The 3rd Circuit is the only appeals court that has weighed in so far, but other circuits could soon take up challenges to similar bankruptcy filings.
In addition to J&J, four other firms have pursued subsidiary bankruptcies aimed at halting dangerous-product lawsuits. Three of the firms executed Texas two-steps, with the help of Gordon and Jones Day: global construction giant Saint-Gobain and manufacturers Georgia-Pacific and Trane Technologies. (The strategy gets its name from the Texas law used to divide the company being sued into two, creating the subsidiary that absorbs liability.) 3M Co executed a similar bankruptcy maneuver to seek refuge from about 290,000 claims over allegedly defective military earplugs.
Saint-Gobain, Trane Technologies and 3M declined to comment.
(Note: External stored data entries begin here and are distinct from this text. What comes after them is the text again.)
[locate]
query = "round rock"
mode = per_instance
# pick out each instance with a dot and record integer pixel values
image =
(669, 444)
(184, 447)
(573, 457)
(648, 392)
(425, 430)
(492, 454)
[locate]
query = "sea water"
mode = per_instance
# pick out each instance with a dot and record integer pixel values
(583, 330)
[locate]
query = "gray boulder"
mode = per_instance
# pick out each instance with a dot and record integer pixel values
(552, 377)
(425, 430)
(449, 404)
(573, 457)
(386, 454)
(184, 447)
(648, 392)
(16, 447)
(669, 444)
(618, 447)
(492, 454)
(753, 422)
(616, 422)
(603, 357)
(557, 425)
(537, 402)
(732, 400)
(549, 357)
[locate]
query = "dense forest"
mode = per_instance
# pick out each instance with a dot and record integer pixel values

Georgia-Pacific did not respond to inquiries.
The 3rd Circuit ruling does not directly affect these cases, but other courts could soon weigh in. The 7th Circuit Court of Appeals is expected to hear arguments in coming months on a challenge to the 3M subsidiary’s bankruptcy. Instead of creating a company, as in a Texas two-step, 3M assigned its lawsuits to an existing subsidiary. The goals were the same: To halt the lawsuits and force plaintiffs into a bankruptcy settlement.
An Indiana bankruptcy judge last year, however, broke with typical practice by allowing the lawsuits to proceed against 3M even as its subsidiary’s Chapter 11 case continued, essentially defeating the point of 3M’s maneuver.
If the 7th Circuit sides with 3M and issues an opinion contradicting the 3rd Circuit decision, it could raise the chances of a Supreme Court intervention. If 3M loses, it could strengthen case law against such bankruptcy gambits and further discourage companies from pursuing them.
A challenge to the Georgia-Pacific Texas two-step, meanwhile, is proceeding in the 4th Circuit. After a North Carolina judge rejected a plaintiffs’ challenge alleging the bankruptcy was filed in bad faith, plaintiffs’ attorneys made a different argument — one echoing the 3M case. The litigation, they asserted, should be allowed to proceed against Georgia-Pacific because the parent company did not file for bankruptcy. That issue is now pending before the 4th Circuit appeals court.
The 3rd Circuit panel noted it did not intend to outlaw the Texas two-step outright. Judge Ambro went out of his way to praise lawyers such as Gordon for “being inventive” and “experimenting with novel solutions.”
Still, the legal guard rails in Ambro’s ruling will make it much more difficult for companies to execute Gordon’s playbook, said David Molton, a Brown Rudnick LLP lawyer representing talc plaintiffs who challenged the J&J tactic.
Ambro put “pretty firm gates” on bankruptcy tactics aimed at halting defective-product litigation, Molton said. “What Judge Ambro did say is: ‘I’m not here to do away with creative lawyers, but I’m here to tell you when that creative lawyering goes outside the bounds, I’m going to put a stop to it,” Molton said.